Effective Structural Color Generation by Highly Ordered and Stacked Nanoparticle Layers of Titanium Dioxide Modified with Long-Chain Carboxylic Acids

Abstract

The aim was to easily achieve clearer structural colors than ever before by layering nanoparticles by using the Langmuir-Blodgett method. The outermost surface of titanium dioxide (TiO₂) particles with a particle diameter of 15 nm was modified with long-chain fatty acids to synthesize organo-modified TiO₂. The organo-modified TiO₂ was spread on the air/water interface, and the obtained single-particle layer was laminated with different numbers of layers to obtain stepped multiparticle layers with thicknesses of 400–800 nm.
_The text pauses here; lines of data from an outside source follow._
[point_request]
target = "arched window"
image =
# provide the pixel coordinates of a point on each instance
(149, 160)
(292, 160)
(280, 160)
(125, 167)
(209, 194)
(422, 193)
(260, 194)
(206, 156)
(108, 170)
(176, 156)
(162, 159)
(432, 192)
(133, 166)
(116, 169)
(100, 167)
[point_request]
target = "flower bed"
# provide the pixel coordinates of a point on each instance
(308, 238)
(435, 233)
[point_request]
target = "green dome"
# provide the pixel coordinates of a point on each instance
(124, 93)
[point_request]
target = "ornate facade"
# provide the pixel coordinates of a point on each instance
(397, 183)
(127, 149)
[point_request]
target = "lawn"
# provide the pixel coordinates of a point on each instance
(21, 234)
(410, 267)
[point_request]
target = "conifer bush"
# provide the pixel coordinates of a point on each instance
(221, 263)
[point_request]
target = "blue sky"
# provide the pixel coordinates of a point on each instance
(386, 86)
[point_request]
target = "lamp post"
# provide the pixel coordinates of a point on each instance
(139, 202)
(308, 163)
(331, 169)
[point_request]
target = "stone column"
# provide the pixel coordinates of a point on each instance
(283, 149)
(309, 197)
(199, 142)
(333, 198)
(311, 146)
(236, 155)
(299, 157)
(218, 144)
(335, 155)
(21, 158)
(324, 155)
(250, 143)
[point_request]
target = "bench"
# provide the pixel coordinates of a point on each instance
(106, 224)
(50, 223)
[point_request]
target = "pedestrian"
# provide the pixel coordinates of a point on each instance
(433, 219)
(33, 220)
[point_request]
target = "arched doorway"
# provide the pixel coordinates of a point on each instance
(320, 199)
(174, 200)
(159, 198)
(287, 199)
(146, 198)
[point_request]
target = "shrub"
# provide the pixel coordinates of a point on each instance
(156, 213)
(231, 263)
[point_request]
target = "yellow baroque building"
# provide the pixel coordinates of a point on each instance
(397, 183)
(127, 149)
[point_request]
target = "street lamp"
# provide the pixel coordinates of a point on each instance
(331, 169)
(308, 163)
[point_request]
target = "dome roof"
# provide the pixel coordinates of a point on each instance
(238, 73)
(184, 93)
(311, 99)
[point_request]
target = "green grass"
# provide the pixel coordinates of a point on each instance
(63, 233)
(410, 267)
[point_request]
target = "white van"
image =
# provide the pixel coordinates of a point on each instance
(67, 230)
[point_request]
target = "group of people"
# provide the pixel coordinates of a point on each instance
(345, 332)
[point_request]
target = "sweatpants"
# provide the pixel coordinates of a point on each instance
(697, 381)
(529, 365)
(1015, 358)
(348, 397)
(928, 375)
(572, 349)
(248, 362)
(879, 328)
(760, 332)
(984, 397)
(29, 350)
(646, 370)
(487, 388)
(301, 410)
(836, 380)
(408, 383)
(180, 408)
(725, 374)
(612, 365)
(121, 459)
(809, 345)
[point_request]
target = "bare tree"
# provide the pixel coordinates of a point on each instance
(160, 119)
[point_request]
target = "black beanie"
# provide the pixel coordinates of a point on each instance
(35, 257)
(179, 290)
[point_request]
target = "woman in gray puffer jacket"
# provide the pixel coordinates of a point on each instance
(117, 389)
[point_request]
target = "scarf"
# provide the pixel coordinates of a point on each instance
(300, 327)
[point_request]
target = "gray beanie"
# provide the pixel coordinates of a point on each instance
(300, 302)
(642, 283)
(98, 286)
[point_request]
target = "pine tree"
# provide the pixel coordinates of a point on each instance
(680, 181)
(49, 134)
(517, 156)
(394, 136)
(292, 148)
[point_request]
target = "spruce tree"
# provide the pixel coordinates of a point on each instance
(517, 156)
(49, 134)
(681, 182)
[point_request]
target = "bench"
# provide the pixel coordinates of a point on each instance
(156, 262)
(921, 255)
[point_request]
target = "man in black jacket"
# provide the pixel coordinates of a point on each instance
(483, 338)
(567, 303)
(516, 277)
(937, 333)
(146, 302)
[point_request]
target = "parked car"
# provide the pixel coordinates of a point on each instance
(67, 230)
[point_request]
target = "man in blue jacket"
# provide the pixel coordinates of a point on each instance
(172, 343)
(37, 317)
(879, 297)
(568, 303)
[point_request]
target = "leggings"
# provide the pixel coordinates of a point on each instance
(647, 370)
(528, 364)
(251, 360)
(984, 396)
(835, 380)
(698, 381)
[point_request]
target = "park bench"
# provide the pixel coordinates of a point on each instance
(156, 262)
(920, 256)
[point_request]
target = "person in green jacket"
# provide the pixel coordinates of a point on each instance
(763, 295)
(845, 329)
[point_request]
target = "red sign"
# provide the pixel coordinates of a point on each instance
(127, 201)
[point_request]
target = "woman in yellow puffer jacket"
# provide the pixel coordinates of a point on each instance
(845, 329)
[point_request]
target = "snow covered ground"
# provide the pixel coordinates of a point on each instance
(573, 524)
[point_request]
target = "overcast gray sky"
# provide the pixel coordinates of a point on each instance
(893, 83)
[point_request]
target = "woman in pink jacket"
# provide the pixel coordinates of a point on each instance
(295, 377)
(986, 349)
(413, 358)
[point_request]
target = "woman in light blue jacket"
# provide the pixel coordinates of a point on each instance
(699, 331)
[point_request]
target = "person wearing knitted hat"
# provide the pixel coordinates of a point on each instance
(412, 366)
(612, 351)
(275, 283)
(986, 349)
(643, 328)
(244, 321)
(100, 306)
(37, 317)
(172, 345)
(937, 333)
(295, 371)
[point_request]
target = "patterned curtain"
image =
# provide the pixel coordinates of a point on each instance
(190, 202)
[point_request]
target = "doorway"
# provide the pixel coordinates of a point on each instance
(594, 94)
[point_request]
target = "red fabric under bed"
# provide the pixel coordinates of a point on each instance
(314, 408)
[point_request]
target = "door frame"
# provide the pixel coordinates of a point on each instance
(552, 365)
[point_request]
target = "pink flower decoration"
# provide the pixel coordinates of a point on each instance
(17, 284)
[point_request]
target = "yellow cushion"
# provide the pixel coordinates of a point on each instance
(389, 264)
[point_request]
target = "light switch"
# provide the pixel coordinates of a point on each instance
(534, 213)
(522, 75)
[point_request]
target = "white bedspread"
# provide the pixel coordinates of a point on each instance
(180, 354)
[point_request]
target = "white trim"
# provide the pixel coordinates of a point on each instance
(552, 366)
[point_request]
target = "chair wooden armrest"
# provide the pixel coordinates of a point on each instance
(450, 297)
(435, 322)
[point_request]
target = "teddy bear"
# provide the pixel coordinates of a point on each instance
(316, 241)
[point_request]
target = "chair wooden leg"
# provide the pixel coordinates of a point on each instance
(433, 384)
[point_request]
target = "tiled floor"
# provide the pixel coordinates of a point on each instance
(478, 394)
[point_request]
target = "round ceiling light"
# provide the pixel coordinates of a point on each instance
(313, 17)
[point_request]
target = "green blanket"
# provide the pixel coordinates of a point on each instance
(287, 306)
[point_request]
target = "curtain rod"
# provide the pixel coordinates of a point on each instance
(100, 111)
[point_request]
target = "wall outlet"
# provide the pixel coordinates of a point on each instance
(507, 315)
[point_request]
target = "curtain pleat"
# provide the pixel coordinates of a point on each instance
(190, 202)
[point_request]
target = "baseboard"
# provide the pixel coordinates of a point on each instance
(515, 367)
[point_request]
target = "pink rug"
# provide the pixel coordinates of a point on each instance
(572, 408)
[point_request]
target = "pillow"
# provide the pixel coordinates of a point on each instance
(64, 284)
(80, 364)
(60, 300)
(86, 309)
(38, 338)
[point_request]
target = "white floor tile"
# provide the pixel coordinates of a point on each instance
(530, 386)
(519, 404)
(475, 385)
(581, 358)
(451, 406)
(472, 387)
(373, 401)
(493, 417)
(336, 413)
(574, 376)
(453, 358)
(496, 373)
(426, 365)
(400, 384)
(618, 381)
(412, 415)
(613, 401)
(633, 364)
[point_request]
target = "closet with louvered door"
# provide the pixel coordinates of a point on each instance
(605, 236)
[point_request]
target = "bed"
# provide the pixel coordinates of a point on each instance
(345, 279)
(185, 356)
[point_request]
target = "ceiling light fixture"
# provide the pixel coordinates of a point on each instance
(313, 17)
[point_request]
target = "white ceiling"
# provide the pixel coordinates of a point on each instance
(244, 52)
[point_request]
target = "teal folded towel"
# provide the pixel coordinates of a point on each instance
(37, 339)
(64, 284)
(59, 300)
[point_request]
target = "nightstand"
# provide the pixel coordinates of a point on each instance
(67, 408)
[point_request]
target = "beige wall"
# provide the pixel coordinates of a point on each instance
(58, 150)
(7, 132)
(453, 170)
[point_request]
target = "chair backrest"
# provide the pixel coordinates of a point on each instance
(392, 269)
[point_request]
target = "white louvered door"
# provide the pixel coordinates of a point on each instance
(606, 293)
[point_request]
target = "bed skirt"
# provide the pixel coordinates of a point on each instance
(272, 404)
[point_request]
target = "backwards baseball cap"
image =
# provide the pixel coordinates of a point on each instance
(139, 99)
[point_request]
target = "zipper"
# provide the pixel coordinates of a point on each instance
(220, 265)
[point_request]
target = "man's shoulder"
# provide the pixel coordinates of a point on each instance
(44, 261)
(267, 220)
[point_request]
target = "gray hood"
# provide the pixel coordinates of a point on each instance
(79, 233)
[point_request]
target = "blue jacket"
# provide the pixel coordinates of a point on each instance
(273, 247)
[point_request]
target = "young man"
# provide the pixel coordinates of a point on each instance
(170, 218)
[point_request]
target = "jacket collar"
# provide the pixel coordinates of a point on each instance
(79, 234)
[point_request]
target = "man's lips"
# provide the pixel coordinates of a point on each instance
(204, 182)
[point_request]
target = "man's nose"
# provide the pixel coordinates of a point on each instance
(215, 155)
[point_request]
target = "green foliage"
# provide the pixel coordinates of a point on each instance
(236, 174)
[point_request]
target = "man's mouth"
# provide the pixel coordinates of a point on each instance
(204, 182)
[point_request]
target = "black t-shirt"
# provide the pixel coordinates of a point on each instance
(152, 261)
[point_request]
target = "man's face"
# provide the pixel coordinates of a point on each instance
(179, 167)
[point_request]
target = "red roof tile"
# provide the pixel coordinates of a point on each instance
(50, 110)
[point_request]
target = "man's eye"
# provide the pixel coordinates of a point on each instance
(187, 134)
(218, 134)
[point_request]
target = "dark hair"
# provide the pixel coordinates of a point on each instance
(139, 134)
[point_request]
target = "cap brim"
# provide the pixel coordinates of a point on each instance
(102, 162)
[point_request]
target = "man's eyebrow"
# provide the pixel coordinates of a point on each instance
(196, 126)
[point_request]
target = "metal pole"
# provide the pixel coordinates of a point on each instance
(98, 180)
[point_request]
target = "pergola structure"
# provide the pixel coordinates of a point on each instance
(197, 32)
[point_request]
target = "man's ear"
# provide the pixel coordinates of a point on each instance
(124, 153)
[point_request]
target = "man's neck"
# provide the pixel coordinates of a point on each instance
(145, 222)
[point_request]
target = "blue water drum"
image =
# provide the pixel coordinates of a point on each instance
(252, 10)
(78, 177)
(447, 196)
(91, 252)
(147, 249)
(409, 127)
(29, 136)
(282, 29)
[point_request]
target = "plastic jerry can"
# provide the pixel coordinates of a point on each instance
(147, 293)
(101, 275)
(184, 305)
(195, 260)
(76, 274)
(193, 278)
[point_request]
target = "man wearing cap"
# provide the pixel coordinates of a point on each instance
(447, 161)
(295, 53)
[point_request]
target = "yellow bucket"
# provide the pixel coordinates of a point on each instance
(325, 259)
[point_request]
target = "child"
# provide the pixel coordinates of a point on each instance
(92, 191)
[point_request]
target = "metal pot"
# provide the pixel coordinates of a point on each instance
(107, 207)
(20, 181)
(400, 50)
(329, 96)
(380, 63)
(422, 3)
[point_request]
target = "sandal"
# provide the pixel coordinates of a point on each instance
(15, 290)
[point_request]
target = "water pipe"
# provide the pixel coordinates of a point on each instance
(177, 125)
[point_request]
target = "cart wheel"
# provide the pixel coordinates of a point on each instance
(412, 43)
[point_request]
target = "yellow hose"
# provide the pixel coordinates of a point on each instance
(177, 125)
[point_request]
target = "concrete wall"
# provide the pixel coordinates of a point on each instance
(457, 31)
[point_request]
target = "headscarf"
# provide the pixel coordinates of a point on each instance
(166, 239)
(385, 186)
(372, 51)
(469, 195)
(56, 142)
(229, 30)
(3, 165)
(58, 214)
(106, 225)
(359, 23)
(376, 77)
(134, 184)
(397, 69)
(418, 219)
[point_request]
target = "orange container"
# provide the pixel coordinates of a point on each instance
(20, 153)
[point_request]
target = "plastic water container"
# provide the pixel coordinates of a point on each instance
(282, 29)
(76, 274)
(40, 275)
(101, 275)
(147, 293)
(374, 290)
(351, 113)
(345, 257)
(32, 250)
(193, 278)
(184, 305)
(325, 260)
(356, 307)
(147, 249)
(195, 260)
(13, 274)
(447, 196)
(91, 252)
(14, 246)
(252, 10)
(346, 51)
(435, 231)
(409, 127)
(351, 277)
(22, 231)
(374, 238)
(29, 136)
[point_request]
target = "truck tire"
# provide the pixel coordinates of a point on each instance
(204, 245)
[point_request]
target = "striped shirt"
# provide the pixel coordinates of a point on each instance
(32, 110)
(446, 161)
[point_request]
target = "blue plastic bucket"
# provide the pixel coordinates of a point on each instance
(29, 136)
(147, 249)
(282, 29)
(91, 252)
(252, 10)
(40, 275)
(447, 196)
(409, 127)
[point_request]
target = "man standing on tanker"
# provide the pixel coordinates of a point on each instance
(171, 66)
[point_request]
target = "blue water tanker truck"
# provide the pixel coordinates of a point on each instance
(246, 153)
The obtained multiparticle layer exhibited a clear structural color gradation. Compared with previous studies involving the use of triiron tetroxide and nanodiamonds with a particle diameter of 5 nm, TiO₂ exhibited a clear structural color without the need for pretreatment. The organo-modified TiO₂ multiparticle layer formed a highly ordered layer structure demonstrating 11th-order reflection in out-of-plane X-ray diffraction. Additionally, compared to other systems, the modification rate was high and the in-plane packing of the modified chains was highly advanced. However, the hue changed when the samples were annealed at 50 °C for 50 h. A method was subsequently proposed to introduce hydrogen-bonding functional groups into the modified chains to suppress this behavior. The pursuit of ease and stability in the expression of structural colors using nanoparticles will lead to future applications in cosmetic science.